During the COVID-19 pandemic, the short-term rental website restricted listings to prevent large gatherings of the kind that health officials urge people to avoid. This includes introducing a worldwide ban on all parties and events until further notice and restricting the booking of entire homes by users under the age of 25 in the areas where they live. This has resulted in more than 770,000 blocked reservation attempts in the US and Canada, according to a spokeswoman.

Over the Halloween weekend, Airbnb banned reservations for one night on lists for entire houses to cut down on parties. A similar (if somewhat more relaxed) measure will be implemented for New Year’s Eve, which prohibits guests without positive reviews from reserving a night for entire houses.

Guests who have received positive reviews in the past are not subject to the rule, and those who have booked a New Year’s Eve night before December 3 can also act on their plans.

Given tight travel restrictions around the world and the fact that people are tired of not socializing, many have turned to short term rental sites to get out of their homes and hang out with friends.

The companies have worked with city, county, and state officials to try to contain such gatherings, but it can be challenging. The Los Angeles Police Department has responded to numerous complaints about party houses since the spring, including one in May that saw more than 100 people partying on a property in the Hollywood Hills.

Airbnb has a wealth of user data that is used to analyze and predict guest behavior and has implemented “high risk detection systems” that flag potentially problematic reservations – such as bookings for large groups – for manual review.

The technology examines attributes such as the length of a user’s stay, whether he or she has received positive reviews in the past, the size of the listing, and the number of nights on the reservation. The San Francisco-based company said it identified and canceled around 9,000 high-risk reservations in the US and Canada.

In September, Airbnb launched an initiative to prevent guests in their hometowns from booking homes on extremely short notice. This resulted in more than 170,000 reservation attempts being blocked in the US and Canada. Legal action has also been taken against guests and party organizers, including in Sacramento and Glendora.

Airbnb users who have been banned from booking reservations have expressed their frustration on social media.

“I’m 2 hours from home in another state and need to book a last minute Airbnb. That won’t let me because I run the risk of having a party. One hour of support and you can’t overwrite it, ”tweeted user Michael Fisk in October. “Tell me to get a hotel – I’m a 4 year old superhost.”

“So Airbnb won’t let me book ‘last minute’ spots even though I have good guest reviews because I’m under 25,” tweeted another in August.
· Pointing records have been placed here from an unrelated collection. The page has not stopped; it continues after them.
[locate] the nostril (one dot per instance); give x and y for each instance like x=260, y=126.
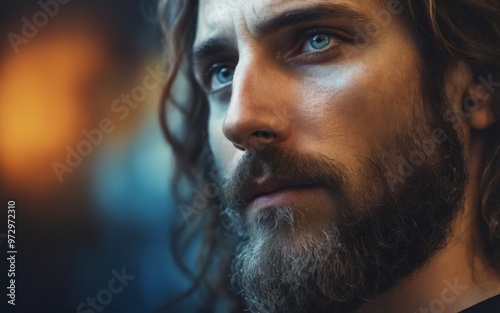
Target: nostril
x=264, y=136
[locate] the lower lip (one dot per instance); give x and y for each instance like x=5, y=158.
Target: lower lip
x=287, y=197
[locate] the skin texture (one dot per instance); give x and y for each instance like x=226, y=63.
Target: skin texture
x=345, y=103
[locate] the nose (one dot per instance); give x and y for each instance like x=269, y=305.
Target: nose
x=259, y=112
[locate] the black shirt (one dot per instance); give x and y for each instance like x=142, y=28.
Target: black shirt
x=492, y=305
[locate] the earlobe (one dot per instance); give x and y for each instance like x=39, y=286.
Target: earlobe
x=478, y=106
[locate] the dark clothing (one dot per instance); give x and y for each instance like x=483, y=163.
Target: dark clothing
x=492, y=305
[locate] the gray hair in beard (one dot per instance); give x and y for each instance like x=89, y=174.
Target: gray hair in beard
x=377, y=239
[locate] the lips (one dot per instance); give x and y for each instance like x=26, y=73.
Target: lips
x=273, y=191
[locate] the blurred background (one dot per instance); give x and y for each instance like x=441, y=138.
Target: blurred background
x=83, y=157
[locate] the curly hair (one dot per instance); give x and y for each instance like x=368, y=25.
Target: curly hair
x=446, y=32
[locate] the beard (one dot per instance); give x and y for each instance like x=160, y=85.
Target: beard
x=383, y=230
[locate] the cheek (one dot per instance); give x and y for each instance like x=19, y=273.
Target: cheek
x=225, y=154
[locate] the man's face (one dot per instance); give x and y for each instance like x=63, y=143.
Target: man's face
x=337, y=180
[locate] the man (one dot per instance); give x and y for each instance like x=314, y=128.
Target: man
x=357, y=148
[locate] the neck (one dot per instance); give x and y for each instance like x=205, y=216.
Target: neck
x=457, y=277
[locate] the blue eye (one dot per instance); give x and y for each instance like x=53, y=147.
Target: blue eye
x=224, y=74
x=319, y=41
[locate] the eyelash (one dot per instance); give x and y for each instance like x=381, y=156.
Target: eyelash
x=300, y=40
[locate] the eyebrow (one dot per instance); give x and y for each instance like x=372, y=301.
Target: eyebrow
x=310, y=14
x=219, y=44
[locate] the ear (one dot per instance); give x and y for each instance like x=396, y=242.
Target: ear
x=479, y=97
x=473, y=95
x=479, y=102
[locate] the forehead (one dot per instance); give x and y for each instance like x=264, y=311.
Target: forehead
x=234, y=18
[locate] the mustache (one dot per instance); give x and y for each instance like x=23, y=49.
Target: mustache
x=281, y=163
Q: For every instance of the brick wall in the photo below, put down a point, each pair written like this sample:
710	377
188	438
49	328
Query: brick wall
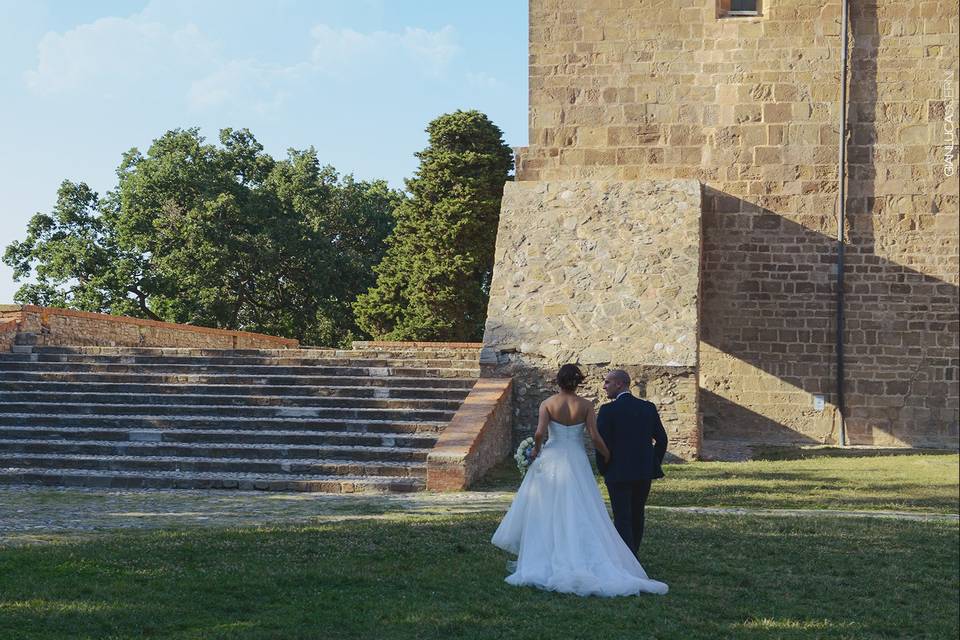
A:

Guests who have made vacation reservations but want to withdraw because of COVID concerns or new shutdown rules may find the host and company less sympathetic than expected: Airbnb’s extenuating circumstances policy does not apply to reservations made after March 14th for COVID- were made. related reasons other than actual illness. The rationale: When COVID was declared a global pandemic, “its consequences were no longer unexpected, including the risk of continued or new travel and movement restrictions,” the company said.

However, if an Airbnb host or guest is currently suffering from COVID-19, it is “Always Covered”.

Airbnb went public this month, and its stocks more than doubled on their trading debut in one of the biggest rallies on the first day of all time. Founded in 2008, the company is currently valued at $ 97.5 billion.